ConKD-Lion: Contrastive Knowledge Distillation with Logit Standardization and Lion Optimizer

Overview

This project implements an approach to Knowledge Distillation (KD) by mixing:

Contrastive Learning Loss: Enhances alignment between teacher and student representations.
Logit Standardization: Normalizes logits for improved training stability and performance.
Lion Optimizer: A memory-efficient, fast optimizer for large-scale machine learning tasks.

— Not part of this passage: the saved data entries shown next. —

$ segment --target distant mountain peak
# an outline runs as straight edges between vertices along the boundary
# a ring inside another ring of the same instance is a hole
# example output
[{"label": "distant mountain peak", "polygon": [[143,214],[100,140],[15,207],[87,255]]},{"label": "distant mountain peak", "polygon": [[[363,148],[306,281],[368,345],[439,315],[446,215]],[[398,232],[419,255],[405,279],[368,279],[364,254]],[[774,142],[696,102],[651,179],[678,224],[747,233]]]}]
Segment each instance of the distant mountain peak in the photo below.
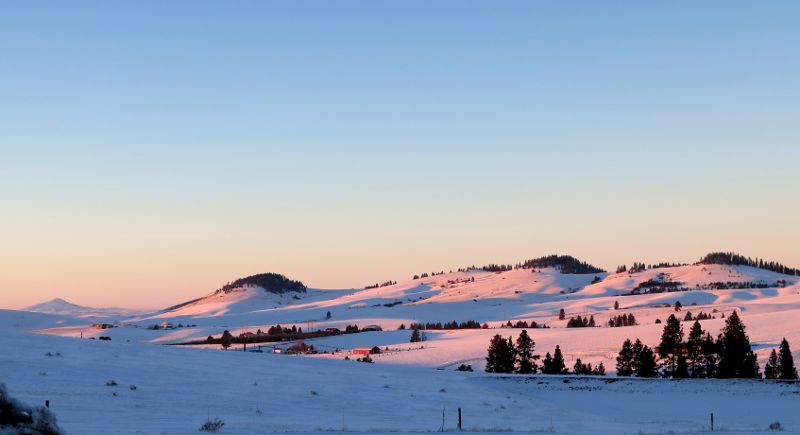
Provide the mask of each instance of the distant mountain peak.
[{"label": "distant mountain peak", "polygon": [[53,298],[47,302],[25,307],[22,311],[34,313],[58,314],[70,317],[111,317],[130,315],[133,311],[124,308],[93,308],[73,304],[62,298]]}]

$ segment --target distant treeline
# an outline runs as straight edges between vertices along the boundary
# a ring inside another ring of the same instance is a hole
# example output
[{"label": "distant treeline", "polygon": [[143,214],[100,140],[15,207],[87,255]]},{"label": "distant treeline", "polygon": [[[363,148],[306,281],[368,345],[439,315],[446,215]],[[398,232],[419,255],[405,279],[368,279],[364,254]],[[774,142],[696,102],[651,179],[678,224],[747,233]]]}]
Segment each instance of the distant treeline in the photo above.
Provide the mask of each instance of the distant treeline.
[{"label": "distant treeline", "polygon": [[371,288],[378,288],[378,287],[388,287],[390,285],[395,285],[395,284],[397,284],[397,281],[392,281],[392,280],[389,280],[389,281],[386,281],[386,282],[382,282],[380,284],[378,284],[376,282],[375,284],[368,285],[368,286],[364,287],[364,290],[369,290]]},{"label": "distant treeline", "polygon": [[[405,325],[400,325],[400,329],[405,329]],[[428,323],[411,323],[408,329],[423,329],[423,330],[443,330],[443,329],[488,329],[489,325],[486,323],[481,324],[475,320],[467,320],[465,322],[428,322]]]},{"label": "distant treeline", "polygon": [[759,269],[770,270],[772,272],[783,273],[786,275],[800,276],[800,270],[784,266],[775,261],[764,261],[761,258],[750,258],[734,252],[712,252],[701,258],[697,264],[723,264],[729,266],[750,266]]},{"label": "distant treeline", "polygon": [[668,262],[655,263],[655,264],[644,264],[644,263],[639,263],[637,261],[634,261],[633,265],[630,268],[628,268],[628,266],[626,266],[624,264],[622,266],[617,266],[617,273],[625,273],[625,272],[638,273],[638,272],[644,272],[647,269],[660,269],[662,267],[680,267],[680,266],[688,266],[688,264],[686,264],[686,263],[668,263]]},{"label": "distant treeline", "polygon": [[538,329],[538,328],[549,328],[549,326],[545,325],[544,323],[536,323],[536,321],[534,321],[534,320],[531,320],[531,323],[528,323],[527,320],[517,320],[516,322],[511,323],[511,321],[509,320],[508,322],[506,322],[505,325],[503,325],[503,328],[533,328],[533,329]]},{"label": "distant treeline", "polygon": [[483,270],[485,272],[507,272],[513,269],[543,269],[546,267],[554,267],[561,271],[561,273],[603,273],[605,270],[599,267],[592,266],[585,261],[580,261],[571,255],[546,255],[544,257],[534,258],[532,260],[525,260],[515,265],[511,264],[487,264],[485,266],[476,267],[470,266],[458,269],[459,272],[467,272],[470,270]]},{"label": "distant treeline", "polygon": [[261,287],[270,293],[304,293],[306,291],[306,286],[300,281],[291,280],[279,273],[260,273],[229,282],[217,290],[217,293],[229,293],[240,287],[253,286]]}]

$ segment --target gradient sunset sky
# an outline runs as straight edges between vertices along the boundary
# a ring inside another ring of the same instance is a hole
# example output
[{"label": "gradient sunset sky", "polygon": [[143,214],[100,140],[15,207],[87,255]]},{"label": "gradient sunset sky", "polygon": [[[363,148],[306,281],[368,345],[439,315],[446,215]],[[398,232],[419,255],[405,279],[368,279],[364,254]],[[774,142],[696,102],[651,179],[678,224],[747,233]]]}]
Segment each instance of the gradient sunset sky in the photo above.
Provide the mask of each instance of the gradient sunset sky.
[{"label": "gradient sunset sky", "polygon": [[6,2],[0,307],[800,266],[800,2]]}]

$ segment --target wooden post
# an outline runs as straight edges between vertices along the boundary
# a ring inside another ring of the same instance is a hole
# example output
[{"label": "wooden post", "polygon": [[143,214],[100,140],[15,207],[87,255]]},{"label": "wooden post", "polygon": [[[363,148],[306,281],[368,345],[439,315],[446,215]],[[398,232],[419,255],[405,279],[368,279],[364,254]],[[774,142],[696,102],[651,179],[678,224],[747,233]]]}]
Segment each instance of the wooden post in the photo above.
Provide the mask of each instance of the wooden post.
[{"label": "wooden post", "polygon": [[48,408],[48,409],[50,408],[50,401],[49,400],[45,400],[44,401],[44,407]]},{"label": "wooden post", "polygon": [[444,432],[444,408],[442,408],[442,432]]},{"label": "wooden post", "polygon": [[461,430],[461,408],[458,408],[458,430]]},{"label": "wooden post", "polygon": [[714,413],[711,413],[711,432],[714,432]]}]

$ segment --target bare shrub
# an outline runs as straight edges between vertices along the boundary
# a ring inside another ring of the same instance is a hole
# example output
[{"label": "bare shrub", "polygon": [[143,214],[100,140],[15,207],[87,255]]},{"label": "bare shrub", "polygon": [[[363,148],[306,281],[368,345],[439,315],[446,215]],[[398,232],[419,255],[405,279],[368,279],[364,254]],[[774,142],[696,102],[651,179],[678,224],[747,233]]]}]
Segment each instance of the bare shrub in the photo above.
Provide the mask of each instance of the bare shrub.
[{"label": "bare shrub", "polygon": [[222,421],[222,420],[220,420],[218,418],[215,418],[213,420],[212,419],[208,419],[208,420],[205,421],[205,423],[203,423],[200,426],[200,429],[198,429],[198,430],[200,432],[216,433],[216,432],[219,432],[220,429],[222,429],[222,426],[225,426],[225,422],[224,421]]}]

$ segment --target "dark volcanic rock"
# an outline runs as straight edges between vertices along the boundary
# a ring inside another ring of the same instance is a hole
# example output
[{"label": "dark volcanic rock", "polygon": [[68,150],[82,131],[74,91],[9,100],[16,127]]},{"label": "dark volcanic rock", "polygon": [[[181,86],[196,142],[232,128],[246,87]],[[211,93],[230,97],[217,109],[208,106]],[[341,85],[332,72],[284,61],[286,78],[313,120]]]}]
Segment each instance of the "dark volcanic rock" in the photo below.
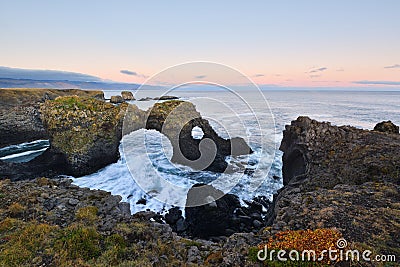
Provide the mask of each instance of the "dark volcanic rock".
[{"label": "dark volcanic rock", "polygon": [[110,98],[110,103],[113,103],[113,104],[120,104],[120,103],[123,103],[124,101],[125,100],[120,95],[113,95]]},{"label": "dark volcanic rock", "polygon": [[154,100],[174,100],[174,99],[179,99],[177,96],[171,96],[171,95],[163,95],[160,97],[155,97],[153,98]]},{"label": "dark volcanic rock", "polygon": [[46,150],[42,155],[26,163],[0,161],[0,179],[18,181],[43,176],[55,177],[65,174],[67,167],[65,155]]},{"label": "dark volcanic rock", "polygon": [[375,125],[374,131],[399,134],[399,126],[395,125],[391,121],[383,121]]},{"label": "dark volcanic rock", "polygon": [[126,105],[76,96],[59,97],[42,105],[50,151],[64,156],[64,174],[79,177],[118,160],[125,109]]},{"label": "dark volcanic rock", "polygon": [[132,92],[129,91],[122,91],[121,96],[126,101],[135,100],[135,97],[133,96]]},{"label": "dark volcanic rock", "polygon": [[[215,238],[236,232],[257,232],[265,226],[264,210],[270,202],[263,196],[241,206],[237,196],[224,194],[210,185],[197,184],[188,192],[185,216],[177,208],[169,210],[165,220],[174,231],[190,237]],[[184,227],[179,229],[179,224]]]},{"label": "dark volcanic rock", "polygon": [[138,101],[150,101],[150,100],[153,100],[153,98],[147,96],[139,99]]},{"label": "dark volcanic rock", "polygon": [[371,180],[398,183],[399,141],[396,135],[299,117],[283,132],[284,185],[330,189]]},{"label": "dark volcanic rock", "polygon": [[[3,91],[9,91],[7,93],[12,97]],[[172,161],[199,170],[223,172],[227,167],[226,156],[252,152],[241,138],[231,140],[220,138],[208,121],[201,118],[194,105],[188,102],[167,101],[156,104],[151,111],[145,112],[127,103],[119,106],[106,103],[103,94],[98,94],[96,91],[87,93],[80,90],[43,90],[43,92],[1,90],[0,92],[6,95],[5,99],[10,100],[8,105],[18,106],[16,103],[26,102],[24,111],[32,109],[35,113],[34,115],[29,112],[24,113],[21,115],[22,122],[15,123],[13,120],[19,120],[19,115],[12,113],[7,115],[10,110],[1,106],[6,111],[0,116],[0,119],[5,120],[0,133],[2,135],[8,133],[10,136],[21,135],[16,139],[5,137],[4,144],[16,140],[27,142],[44,137],[50,141],[48,151],[32,162],[19,164],[0,162],[0,174],[12,180],[40,176],[54,177],[60,174],[79,177],[116,162],[119,158],[122,124],[124,134],[141,128],[162,132],[173,145]],[[19,93],[22,94],[20,97]],[[57,94],[72,93],[90,97],[65,96],[54,99]],[[30,95],[38,102],[32,104]],[[40,101],[45,101],[44,103],[37,100],[38,95],[41,96]],[[171,116],[171,113],[174,115]],[[16,127],[19,123],[26,124],[21,126],[22,130]],[[204,130],[205,135],[202,140],[191,136],[191,130],[195,126],[200,126]],[[11,134],[12,131],[14,132]]]},{"label": "dark volcanic rock", "polygon": [[[157,214],[131,215],[129,204],[120,202],[121,197],[80,188],[71,182],[47,178],[0,180],[1,233],[7,233],[0,241],[5,252],[0,258],[1,266],[91,266],[93,261],[101,261],[102,266],[187,266],[189,262],[203,266],[208,255],[222,249],[223,244],[183,239],[167,224],[157,222]],[[20,238],[32,242],[15,245],[14,240]],[[46,242],[41,242],[43,238]],[[90,258],[74,257],[61,262],[58,257],[65,253],[65,246],[54,245],[60,240],[71,240],[68,246],[74,246],[73,253],[79,255],[93,253],[94,249],[98,252]],[[29,253],[18,257],[20,250]],[[116,252],[118,257],[110,257]]]},{"label": "dark volcanic rock", "polygon": [[272,232],[334,227],[349,242],[398,253],[399,135],[299,117],[280,150],[285,186],[269,210]]},{"label": "dark volcanic rock", "polygon": [[193,186],[187,195],[185,216],[191,236],[211,237],[225,235],[230,228],[239,199],[209,185]]},{"label": "dark volcanic rock", "polygon": [[92,90],[0,89],[0,148],[47,139],[40,120],[40,104],[67,95],[104,99],[103,92]]},{"label": "dark volcanic rock", "polygon": [[[192,129],[196,126],[204,133],[202,139],[192,137]],[[226,156],[252,153],[242,138],[226,140],[219,137],[189,102],[156,103],[149,111],[146,129],[155,129],[168,137],[173,147],[172,162],[196,170],[224,172],[228,165]]]}]

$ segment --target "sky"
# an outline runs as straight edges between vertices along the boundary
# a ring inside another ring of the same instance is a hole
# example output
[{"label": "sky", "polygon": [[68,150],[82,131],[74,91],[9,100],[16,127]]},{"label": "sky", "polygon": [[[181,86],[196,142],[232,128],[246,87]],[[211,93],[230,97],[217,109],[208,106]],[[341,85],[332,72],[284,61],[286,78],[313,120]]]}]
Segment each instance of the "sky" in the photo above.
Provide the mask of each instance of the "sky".
[{"label": "sky", "polygon": [[0,66],[142,83],[211,61],[260,85],[400,87],[399,10],[398,0],[0,0]]}]

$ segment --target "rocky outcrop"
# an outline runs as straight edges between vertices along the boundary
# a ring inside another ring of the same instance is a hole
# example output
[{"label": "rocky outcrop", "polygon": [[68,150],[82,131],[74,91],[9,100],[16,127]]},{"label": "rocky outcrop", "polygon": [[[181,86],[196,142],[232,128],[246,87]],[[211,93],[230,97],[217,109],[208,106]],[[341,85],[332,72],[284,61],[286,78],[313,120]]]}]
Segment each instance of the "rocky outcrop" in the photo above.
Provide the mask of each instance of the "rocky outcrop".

The framework aims to improve the transfer of knowledge from a ResNet-101 teacher model to a ResNet-18 student model, achieving high performance on the Imagenette dataset with reduced complexity.

Features

Knowledge Distillation: Transfers knowledge from a larger pre-trained teacher model (ResNet-101) to a smaller student model (ResNet-18).
Contrastive Supervised Loss: Ensures alignment of student predictions with real ground truth labels.
Logit Standardization Loss: Derived from the CVPR 2024 paper Logit Standardization in Knowledge Distillation, this loss stabilizes training by normalizing logits.
Lion Optimizer: Speeds up convergence and improves generalization.

Dataset

This project utilizes the Imagenette dataset, a subset of ImageNet, designed for efficient training and experimentation. Imagenette includes 10 classes of images with the same high-quality annotations as ImageNet.

Dataset Link: Imagenette on GitHub
Why Imagenette?
- Smaller and faster to train than the full ImageNet dataset.
- Ideal for benchmarking lightweight models and training methods.

Methodology

Teacher and Student Models

This project uses pre-trained ResNet models:

Teacher Model: ResNet-101, a deep and expressive model.
Student Model: ResNet-18, a smaller and efficient architecture.

Logit Standardization Loss

The Logit Standardization Loss aligns the outputs of the teacher and student models using normalization and temperature scaling. It is defined as:

class LogitStandardizationLoss(nn.Module):
    def __init__(self):
        super(LogitStandardizationLoss, self).__init__()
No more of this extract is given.